Weakly-supervised hierarchical incremental neurosymbolic learning

Publish date: Feb 4, 2021
Last updated: Apr 24, 2021

Tags:

Algorithm

Input: (1) a policy that lacks a skill (e.g. a policy that can traverse a flat terrain but fails to traverse a terrain with holes) and (2) an oracle that signals when the new skill should is needed (e.g. that signals when there is a hole).

Output: (1) a new policy that has the desired new skill and (2) a symbolic program that decides when to execute the two.

Instantiate a new policy (e.g. a neural network).
Optimize the new policy with a Reinforcement Learning algorithm using the oracle (i.e. the oracle decides which of the two policies should be executed at every step).
Form a dataset of \((\text{observation}, \text{oracle})\) pairs.
Using the dataset synthesize a program (e.g. a decision tree) to select which of the two policies to execute.

First iteration of the algorithm. The starting policy is extended with a new module that encapsulates a specific skill (e.g. jumping over gaps). A symbolic program (e.g. decision tree) decides which of the two modules to execute.

Initial results

Decision tree from the experiment. Feature index 2 is horizontal velocity, features 14 upward are LIDAR data. You can see the meaning of all features in the BipedalWalker source code. — Decision tree from the experiment. Feature index 2 is horizontal velocity, features 14 upward are LIDAR data. You can see the meaning of all features in the `BipedalWalker` source code.

Observations

The fitted decision tree is not very effective. Removing the oracle leads to the robot failing the task.

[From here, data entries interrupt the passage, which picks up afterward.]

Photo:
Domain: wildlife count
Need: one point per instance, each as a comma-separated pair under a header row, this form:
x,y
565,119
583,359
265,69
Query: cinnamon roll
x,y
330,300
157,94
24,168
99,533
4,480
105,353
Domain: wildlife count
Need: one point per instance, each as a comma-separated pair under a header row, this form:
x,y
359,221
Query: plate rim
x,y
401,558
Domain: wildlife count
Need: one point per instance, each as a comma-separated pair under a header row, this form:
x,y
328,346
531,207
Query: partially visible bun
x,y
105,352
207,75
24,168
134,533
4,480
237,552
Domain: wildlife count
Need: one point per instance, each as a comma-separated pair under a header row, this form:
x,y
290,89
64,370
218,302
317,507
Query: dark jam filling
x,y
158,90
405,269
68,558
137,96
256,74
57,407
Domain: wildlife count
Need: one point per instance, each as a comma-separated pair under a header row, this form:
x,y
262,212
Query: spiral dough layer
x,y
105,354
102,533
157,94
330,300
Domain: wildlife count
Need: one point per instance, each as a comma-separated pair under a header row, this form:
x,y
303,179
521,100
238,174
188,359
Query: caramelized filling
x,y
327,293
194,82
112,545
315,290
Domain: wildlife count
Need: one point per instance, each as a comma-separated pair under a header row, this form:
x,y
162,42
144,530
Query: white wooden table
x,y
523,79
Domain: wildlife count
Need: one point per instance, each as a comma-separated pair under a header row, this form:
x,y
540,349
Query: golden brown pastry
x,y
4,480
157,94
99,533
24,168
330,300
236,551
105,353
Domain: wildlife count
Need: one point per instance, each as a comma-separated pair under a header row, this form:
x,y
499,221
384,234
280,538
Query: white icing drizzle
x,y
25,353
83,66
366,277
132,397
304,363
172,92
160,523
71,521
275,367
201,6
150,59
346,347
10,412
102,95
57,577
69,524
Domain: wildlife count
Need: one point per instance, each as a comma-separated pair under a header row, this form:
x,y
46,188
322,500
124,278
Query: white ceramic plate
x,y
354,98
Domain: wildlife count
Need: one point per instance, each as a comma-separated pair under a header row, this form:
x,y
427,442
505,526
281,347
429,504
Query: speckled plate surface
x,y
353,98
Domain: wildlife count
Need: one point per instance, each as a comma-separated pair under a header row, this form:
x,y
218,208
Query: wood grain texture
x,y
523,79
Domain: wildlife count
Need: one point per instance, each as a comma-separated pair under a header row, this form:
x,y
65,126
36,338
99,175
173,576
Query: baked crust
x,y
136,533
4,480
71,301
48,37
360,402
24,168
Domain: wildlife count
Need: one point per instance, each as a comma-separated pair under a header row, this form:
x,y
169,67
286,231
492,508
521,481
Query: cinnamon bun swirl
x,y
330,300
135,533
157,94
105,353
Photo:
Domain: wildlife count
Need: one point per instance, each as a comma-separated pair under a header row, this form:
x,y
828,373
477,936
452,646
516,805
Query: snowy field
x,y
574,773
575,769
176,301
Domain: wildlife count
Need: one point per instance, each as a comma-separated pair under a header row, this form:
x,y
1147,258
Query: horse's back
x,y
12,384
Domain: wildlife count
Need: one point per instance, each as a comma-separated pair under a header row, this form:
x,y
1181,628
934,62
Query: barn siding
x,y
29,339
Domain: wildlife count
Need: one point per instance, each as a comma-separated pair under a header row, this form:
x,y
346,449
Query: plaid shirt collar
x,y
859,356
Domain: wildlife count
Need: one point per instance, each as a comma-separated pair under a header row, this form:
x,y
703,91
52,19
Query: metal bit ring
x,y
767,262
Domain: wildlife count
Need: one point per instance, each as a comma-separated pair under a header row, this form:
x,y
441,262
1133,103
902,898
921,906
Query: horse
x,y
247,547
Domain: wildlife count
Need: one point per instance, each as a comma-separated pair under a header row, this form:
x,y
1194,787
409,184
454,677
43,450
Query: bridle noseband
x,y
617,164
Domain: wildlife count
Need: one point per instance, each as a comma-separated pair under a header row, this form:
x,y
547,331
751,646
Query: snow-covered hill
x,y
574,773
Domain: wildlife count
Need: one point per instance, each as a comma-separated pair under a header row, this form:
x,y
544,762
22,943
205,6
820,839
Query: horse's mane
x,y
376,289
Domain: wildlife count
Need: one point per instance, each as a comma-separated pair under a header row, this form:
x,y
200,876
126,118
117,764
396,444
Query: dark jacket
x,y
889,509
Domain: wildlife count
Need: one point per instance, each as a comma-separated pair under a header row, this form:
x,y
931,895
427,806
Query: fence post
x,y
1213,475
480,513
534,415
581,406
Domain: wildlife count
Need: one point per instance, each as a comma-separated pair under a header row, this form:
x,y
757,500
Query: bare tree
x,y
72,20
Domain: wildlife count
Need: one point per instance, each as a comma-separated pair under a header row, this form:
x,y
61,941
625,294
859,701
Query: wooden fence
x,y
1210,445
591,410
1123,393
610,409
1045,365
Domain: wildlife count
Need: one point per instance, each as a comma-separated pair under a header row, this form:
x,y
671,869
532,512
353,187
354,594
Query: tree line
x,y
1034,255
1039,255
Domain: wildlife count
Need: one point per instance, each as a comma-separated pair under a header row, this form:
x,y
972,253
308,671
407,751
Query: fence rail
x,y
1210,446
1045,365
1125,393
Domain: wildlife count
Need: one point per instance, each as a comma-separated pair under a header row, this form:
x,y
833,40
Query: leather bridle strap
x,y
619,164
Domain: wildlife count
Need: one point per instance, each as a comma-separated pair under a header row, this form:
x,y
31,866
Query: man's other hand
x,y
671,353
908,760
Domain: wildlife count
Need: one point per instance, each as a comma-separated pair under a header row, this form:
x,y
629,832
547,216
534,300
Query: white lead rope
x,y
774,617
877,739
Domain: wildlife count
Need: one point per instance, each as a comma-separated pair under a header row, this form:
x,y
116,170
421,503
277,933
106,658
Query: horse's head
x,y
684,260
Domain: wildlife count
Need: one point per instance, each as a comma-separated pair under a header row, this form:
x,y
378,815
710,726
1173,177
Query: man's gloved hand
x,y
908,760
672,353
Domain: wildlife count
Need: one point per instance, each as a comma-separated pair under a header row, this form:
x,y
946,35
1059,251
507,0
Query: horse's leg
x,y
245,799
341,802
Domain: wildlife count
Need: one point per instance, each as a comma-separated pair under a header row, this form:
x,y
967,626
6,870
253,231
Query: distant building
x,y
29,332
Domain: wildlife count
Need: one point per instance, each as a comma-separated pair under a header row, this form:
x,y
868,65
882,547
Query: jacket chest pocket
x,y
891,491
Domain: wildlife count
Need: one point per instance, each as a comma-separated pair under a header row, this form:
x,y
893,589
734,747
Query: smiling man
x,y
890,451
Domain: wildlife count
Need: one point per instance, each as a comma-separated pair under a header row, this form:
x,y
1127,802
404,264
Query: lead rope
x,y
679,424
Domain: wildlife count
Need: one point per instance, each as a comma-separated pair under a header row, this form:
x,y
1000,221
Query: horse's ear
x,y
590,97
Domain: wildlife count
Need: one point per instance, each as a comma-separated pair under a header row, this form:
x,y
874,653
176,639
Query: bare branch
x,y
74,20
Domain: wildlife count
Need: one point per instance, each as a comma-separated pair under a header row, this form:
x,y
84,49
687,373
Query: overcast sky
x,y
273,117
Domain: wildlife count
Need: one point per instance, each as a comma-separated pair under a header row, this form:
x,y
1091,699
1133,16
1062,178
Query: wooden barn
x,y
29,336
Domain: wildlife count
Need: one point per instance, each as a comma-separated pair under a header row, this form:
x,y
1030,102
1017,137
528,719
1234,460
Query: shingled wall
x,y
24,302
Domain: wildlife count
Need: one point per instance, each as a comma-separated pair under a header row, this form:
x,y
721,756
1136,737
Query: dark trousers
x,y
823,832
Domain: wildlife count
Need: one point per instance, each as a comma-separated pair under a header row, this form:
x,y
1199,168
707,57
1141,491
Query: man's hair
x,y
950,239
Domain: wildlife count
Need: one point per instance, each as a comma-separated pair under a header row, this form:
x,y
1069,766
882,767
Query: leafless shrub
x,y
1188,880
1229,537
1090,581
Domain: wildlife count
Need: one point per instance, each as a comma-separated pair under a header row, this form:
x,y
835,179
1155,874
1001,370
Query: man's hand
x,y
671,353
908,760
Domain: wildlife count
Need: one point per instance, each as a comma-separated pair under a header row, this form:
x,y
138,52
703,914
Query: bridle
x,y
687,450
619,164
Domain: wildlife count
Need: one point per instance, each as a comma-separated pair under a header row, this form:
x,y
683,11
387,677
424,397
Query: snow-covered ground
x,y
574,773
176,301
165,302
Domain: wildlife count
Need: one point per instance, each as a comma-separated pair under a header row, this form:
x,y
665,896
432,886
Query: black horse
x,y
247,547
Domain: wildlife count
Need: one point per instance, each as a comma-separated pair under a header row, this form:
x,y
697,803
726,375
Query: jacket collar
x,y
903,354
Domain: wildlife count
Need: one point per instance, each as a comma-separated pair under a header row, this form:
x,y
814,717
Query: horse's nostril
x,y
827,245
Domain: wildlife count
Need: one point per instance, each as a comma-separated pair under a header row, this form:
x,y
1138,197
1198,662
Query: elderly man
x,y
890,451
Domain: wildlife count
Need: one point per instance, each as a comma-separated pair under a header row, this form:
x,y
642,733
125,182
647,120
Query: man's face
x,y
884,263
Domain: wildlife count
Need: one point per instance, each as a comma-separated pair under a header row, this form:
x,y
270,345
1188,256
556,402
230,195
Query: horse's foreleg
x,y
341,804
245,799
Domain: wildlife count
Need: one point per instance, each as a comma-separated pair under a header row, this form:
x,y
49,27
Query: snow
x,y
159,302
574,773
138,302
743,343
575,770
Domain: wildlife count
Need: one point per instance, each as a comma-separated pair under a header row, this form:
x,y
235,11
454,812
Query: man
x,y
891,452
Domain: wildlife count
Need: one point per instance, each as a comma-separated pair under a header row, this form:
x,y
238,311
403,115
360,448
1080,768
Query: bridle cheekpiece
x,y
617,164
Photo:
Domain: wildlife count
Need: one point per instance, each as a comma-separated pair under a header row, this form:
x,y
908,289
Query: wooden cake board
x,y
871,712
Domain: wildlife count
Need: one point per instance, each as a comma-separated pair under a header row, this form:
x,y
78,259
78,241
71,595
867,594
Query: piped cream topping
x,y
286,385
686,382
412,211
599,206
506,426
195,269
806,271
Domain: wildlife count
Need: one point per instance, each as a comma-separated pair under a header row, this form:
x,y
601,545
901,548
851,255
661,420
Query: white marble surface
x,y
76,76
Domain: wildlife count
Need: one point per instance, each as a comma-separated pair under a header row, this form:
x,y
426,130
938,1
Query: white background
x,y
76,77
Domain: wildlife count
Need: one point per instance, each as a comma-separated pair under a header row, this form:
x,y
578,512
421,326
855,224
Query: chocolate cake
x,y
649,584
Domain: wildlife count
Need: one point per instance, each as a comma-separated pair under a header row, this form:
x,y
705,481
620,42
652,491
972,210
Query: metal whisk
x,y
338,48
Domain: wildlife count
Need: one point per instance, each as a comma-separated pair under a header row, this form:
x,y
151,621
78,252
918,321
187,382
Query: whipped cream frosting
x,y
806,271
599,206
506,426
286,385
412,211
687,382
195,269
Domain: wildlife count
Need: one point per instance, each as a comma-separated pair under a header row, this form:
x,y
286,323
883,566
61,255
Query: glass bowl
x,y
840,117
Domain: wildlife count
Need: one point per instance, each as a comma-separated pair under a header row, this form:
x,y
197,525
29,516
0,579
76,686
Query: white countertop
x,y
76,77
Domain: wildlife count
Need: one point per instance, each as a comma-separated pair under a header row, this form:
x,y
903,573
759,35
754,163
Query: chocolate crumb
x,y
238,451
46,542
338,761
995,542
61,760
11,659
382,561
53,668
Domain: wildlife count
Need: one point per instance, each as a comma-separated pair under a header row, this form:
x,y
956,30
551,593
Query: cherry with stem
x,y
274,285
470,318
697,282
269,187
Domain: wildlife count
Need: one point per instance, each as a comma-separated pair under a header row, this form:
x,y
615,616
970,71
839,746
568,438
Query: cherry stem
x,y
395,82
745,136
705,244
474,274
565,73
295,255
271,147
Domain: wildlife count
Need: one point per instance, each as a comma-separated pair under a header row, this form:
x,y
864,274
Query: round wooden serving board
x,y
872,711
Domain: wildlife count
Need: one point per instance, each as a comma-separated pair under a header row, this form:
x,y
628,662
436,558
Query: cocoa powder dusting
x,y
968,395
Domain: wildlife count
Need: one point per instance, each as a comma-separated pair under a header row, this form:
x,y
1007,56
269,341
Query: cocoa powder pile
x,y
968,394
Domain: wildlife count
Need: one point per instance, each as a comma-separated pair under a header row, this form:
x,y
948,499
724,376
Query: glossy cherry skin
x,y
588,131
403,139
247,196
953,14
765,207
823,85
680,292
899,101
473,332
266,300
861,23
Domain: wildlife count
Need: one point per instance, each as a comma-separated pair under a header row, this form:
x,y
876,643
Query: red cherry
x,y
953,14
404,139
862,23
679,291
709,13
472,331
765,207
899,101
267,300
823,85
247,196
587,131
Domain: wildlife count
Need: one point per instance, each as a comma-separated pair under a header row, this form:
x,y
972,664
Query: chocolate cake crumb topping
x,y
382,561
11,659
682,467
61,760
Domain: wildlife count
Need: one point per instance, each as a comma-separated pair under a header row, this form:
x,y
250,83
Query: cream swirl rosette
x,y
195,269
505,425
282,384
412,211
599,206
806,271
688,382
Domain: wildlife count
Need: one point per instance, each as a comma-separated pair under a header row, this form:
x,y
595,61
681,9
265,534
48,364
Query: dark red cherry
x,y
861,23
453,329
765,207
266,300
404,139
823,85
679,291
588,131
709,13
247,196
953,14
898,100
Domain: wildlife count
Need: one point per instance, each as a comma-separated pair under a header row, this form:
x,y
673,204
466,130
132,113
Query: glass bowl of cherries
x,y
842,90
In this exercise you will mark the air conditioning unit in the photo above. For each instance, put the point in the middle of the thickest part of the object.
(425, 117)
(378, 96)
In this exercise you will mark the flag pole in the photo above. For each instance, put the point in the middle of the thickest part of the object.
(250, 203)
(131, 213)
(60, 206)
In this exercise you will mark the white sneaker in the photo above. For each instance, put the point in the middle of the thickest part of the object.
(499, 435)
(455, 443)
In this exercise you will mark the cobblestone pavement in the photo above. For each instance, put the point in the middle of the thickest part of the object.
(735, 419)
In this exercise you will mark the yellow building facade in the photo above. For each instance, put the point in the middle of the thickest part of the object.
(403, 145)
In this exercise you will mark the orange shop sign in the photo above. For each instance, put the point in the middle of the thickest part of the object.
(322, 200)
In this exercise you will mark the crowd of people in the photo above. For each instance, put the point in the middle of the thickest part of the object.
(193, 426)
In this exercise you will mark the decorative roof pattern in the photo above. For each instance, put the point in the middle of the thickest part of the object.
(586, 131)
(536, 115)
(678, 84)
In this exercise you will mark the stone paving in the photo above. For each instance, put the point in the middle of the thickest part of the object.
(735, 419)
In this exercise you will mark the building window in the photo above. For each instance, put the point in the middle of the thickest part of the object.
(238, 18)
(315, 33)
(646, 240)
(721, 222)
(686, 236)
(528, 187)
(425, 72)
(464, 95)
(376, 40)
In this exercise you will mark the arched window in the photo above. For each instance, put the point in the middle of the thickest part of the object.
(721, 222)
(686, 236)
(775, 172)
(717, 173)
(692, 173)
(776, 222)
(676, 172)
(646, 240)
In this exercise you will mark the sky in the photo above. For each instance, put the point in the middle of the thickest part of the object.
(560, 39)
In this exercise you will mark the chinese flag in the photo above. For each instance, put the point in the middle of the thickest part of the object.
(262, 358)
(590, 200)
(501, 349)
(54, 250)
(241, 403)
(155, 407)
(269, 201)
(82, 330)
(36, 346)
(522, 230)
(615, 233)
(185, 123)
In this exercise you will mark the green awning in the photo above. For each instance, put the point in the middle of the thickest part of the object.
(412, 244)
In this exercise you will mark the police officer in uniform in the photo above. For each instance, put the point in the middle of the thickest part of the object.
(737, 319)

Increasing the maximum depth of the decision tree led to similar results.

A deeper tree did not led to better results.

Possible next steps

Improve the synthesis of the “choosing programs”. Are we in the right space of symbolic programs to activate primitives in locomotion tasks? Do we need to change the representation or the algorithm? Is the imbalanced data the cause of poor performance?
What happens in hierarchies of multiple levels?

Hypothetical structure of a policy that has been extended multiple times.